Concernant la durée de traitement, les choses bougent également. Jusqu’à présent, la disparition spontanée de la nocturie (au moins 2 mictions par nuit) n’avait pas été démontrée. Aujourd’hui c’est chose faite avec l’étude longitudinale de B. Van Doorn qui a inclus 1 688 hommes âgés de 50 à 78 ans et les a suivis régulièrement pendant 15 ans (tous les deux ans pendant les 6 premières années). Le taux de disparition spontanée de la nocturie est élevé. Il concerne 50 % des patients entre deux suivis, notamment chez les patients les plus jeunes 55 à 59 ans. La nocturie peut disparaître toute seule. Ceci signifie, explique le Pr Desgranchamps, que « l’on pourrait envisager de réaliser des fenêtres thérapeutiques dans le but de savoir si le médicament prescrit est encore utile, et de l’utiliser de nouveau si nécessaire?».
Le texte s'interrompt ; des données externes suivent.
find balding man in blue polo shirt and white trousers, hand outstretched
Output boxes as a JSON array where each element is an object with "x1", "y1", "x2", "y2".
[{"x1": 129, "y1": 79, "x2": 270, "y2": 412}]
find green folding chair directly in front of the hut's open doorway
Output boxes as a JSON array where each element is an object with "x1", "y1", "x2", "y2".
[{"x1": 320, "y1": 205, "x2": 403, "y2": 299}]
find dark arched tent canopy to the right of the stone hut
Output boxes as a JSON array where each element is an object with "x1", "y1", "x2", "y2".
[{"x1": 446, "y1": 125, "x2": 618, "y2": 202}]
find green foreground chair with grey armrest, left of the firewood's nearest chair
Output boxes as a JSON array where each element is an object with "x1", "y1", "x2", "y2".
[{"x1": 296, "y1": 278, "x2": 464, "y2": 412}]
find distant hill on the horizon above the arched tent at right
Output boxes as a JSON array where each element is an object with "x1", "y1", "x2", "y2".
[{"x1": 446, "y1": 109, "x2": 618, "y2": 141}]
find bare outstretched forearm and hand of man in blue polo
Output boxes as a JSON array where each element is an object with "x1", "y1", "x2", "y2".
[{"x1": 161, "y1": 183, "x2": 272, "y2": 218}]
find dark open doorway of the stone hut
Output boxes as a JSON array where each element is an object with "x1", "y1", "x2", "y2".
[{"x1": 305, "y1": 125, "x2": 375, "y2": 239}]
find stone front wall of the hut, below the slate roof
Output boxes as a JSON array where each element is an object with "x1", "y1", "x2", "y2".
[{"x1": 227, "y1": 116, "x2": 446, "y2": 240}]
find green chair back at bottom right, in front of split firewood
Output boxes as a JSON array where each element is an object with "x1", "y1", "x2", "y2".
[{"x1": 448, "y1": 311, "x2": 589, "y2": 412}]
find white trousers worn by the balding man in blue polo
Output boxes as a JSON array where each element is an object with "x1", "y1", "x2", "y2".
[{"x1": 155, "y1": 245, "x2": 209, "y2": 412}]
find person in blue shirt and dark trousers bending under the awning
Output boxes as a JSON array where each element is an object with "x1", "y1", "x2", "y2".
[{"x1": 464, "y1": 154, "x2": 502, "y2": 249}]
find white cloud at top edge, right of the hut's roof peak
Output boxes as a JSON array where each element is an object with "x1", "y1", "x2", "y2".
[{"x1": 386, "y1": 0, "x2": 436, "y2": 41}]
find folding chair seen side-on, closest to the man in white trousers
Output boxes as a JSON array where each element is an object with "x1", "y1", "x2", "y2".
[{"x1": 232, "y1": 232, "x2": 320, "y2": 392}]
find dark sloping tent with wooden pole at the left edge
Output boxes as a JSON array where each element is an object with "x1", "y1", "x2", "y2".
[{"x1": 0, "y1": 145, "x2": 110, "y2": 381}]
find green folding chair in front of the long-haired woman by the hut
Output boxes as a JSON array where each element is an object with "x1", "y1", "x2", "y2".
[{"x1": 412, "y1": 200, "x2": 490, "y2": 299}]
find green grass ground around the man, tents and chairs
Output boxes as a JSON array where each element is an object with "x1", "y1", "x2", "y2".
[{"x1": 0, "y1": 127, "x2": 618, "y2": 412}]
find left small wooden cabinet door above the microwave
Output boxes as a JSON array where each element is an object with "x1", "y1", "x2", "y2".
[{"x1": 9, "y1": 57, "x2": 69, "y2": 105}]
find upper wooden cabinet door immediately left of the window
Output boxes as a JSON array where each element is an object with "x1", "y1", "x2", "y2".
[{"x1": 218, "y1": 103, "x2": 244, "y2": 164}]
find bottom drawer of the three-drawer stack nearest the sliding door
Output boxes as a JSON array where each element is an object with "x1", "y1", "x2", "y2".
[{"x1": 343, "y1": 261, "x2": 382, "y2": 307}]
Les anticholinergiques entrent en jeu

Bonne nouvelle également, les anticholinergiques jusque là contre-indiqués en cas d’HBP ne le sont plus dès lors que le résidu post-mictionnel est inférieur à

200 ml. Ce dogme est tombé avec différentes études comparant la toltérodine à un placebo et à la tamsulosine, et avec l’étude OCAS comparant la tamsulosine seule à son association à la solifénacine ou à un placebo?; avec de bons résultats pour les anticholinergiques. La bithérapie anticholinergique et alphabloquant est surtout indiquée pour les patients ayant des symptômes irritatifs sévères (pollakiurie et urgences).

Quand aux a-bloquants, utilisés jusqu’ici pour leur effet sur les symptômes urinaires obstructifs, on sait désormais qu’ils agissent également contre l’hyperactivité vésicale. Ils permettent en effet de diminuer la nocturie chez 65 % des patients pour la tamsulosine 0,2 mg/j. et chez 35 % pour la silodosine 8 mg/j.

La bithérapie plus efficace que la monothérapie

Enfin, l’intérêt de la bithérapie est aujourd’hui confirmé. Les résultats de l’étude CombAT montrent, en effet, après 4 ans de suivi, que l’association d’un alpha-bloquant/dutastétride est plus efficace sur les symptômes et le débit urinaires que chacune des deux molécules utilisées séparément. L’association des deux permet également de diminuer significativement le recours à la chirurgie de 66 % par rapport à la tamsulosine en monothérapie ainsi que les épisodes de rétention aiguë d’urine. Il importe toujours d’avertir les patients de possibles troubles de l’érection avec le dutastéride et de troubles de l’éjaculation sous bithérapie. Cependant, explique le Pr Desgrandchamps, « on sait que l’information des patients peut avoir un effet nocebo : plus on avertit sur d’éventuels effets secondaires plus la probabilité de leur survenue augmente. Il faut ainsi prévenir les patients, mais pas trop ! » Quoi qu’il en soit, « ces effets secondaires se produisent essentiellement au cours de la première année de traitement et sont toujours réversibles ».

D’après un entretien avec le Pr François Desgrandchamps (hôpital Saint-Louis, Paris).